Sparring - The Pros and Cons

Sparring, an art in itself. For years people would discuss gym wars in legendary camps such as Detroit's Kronk gym, headed up by the late great Emmanuel Steward.

What are the negative effects of sparring too much, is it worth the positives of gaining arguably invaluable experience as a professional? There are a lot of different components that go into creating positives from sparring.

I wear many hats in the boxing game, but one of those is a fighter. So let me tell you my stories. I've sparred some top-level fighters, some have worked with me some have not.

Exhibit A is Mayweather Promotions prospect Richardson Hitchins. One of the most talented kids I've been around in the gym. An absolute dog who spars everybody. We were discussing Josh Taylor as a world champion prior to the spar, and he left me a bit of a mess.

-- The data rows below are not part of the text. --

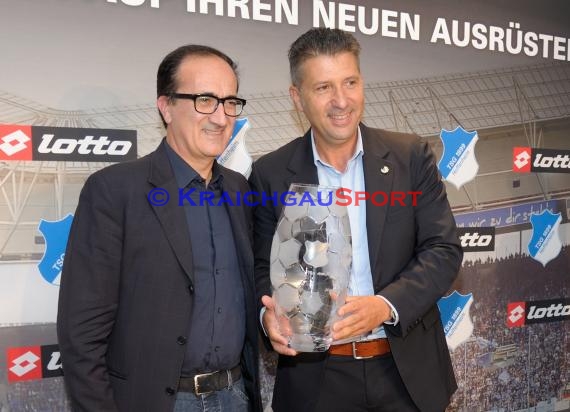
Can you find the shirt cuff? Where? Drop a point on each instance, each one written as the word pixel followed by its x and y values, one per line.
pixel 261 313
pixel 395 317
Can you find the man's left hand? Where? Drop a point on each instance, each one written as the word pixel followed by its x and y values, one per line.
pixel 361 314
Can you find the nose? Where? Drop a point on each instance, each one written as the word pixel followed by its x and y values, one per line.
pixel 339 97
pixel 219 116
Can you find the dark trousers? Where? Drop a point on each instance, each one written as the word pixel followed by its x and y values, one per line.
pixel 367 385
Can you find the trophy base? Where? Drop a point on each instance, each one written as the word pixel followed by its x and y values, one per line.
pixel 309 343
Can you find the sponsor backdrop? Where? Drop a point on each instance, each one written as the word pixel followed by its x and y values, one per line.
pixel 486 83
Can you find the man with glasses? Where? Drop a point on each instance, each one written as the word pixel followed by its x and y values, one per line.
pixel 157 308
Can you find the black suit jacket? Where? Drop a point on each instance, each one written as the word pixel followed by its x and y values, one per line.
pixel 127 289
pixel 414 257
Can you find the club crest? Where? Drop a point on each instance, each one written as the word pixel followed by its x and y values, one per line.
pixel 55 234
pixel 545 244
pixel 457 324
pixel 458 164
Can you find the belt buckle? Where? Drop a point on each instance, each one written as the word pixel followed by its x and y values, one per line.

So what did I learn from it? I'm essentially a hard bastard. That's it, oh and Hitchins can fight. Aside from that, I learned nothing from that spar. Hitchins spars a lot but has a good defense, so he isn't putting too many miles on the clock unlike a lot of fighters who boast about having gym wars.

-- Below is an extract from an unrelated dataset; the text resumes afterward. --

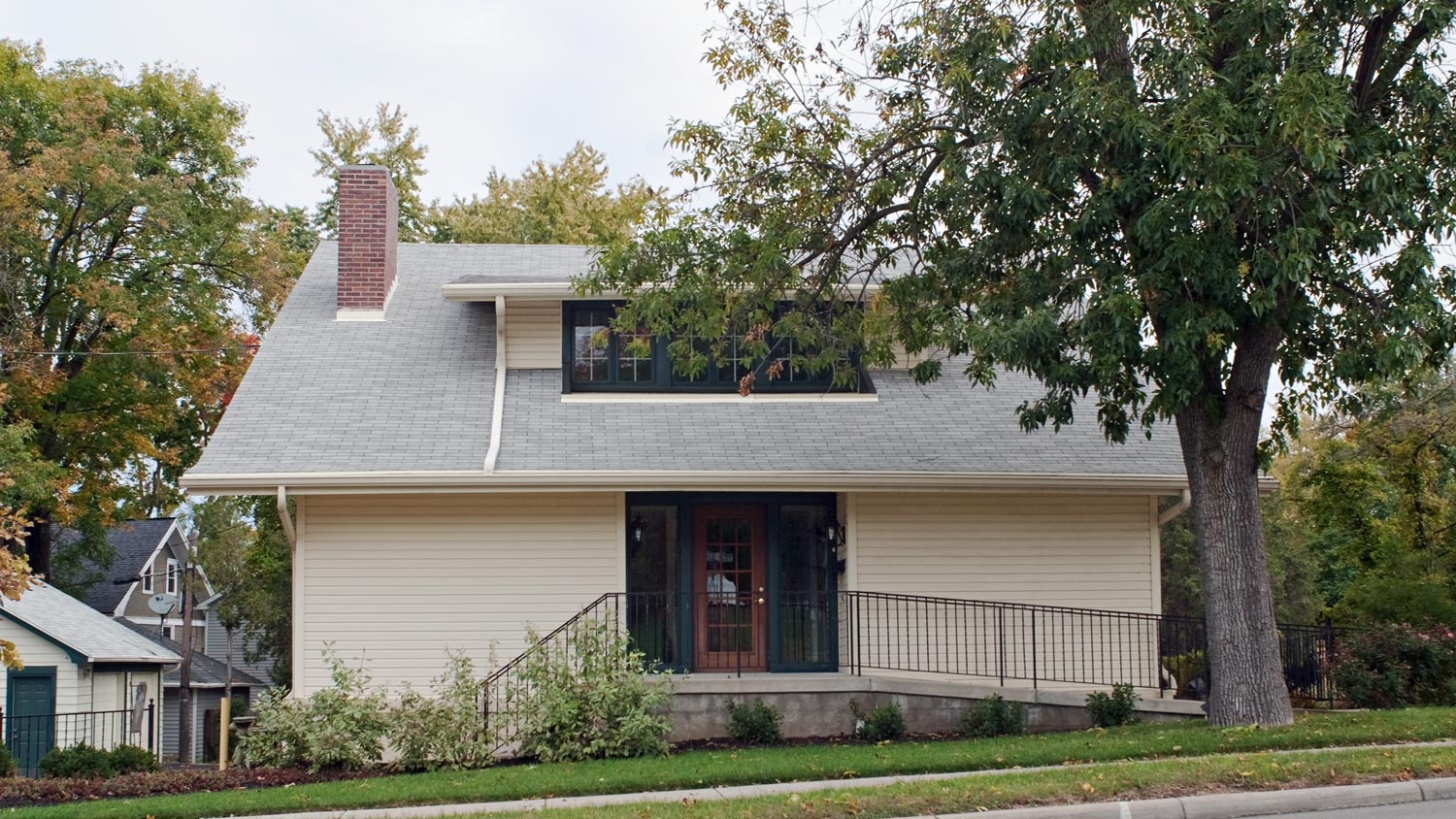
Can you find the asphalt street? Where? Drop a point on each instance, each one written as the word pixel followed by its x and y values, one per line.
pixel 1444 809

I've been in some rough places in boxing, cesspits even. One basement in the projects of a place I quite frankly wouldn't send my dog to for multiple reasons, most notably the identity confused people, constantly boasting about gym wars. What is a regular theme, all the fighters coming out of this imparticular camp end up having short, and brutal careers. I sometimes feel bad, but in reality, they bring it on themselves so it's hard to sympathize. If you're going to get your brain mashed, get paid for it with money, not Instagram likes.

Is there such a thing as too easy sparring? Absolutely. If you're beating up on fighters that can't fight back constantly you'll start developing bad habits and if you're having these types of spars your trainer is probably clueless and an idiot for allowing it to happen. The only way to make such spars valuable is by working on your mistakes. This is something I have done with the likes of Chris Algieri and Richard Commey. They've worked on certain areas of their game without hurting me, a natural featherweight, too much. A good trainer will find a balance for 'technical sparring', however, if you're at the elite level you do need more than that.

Getting punched the same way more than three times a week for free isn't good for anyone. Three times a week is more than enough and for me, I think twice a week is perfect with the constant transition between open and technical sparring. Sparring is about improving and giving you longevity within the sport. Getting your brain mashed up in pointless (and free) wars 3 times a week plus will only shorten your career. Not sparring enough won't get you to a level you need to be at, as when done properly, sparring is the best way to learn boxing.

My theory, two spars a week in an 8 week period before a fight. If you're doing 4 rounds, do two 6 round spars for example. Switching up between technical and open, with a month's rest after the fight. The most important thing in life is your health, so fighters should have respect for there's!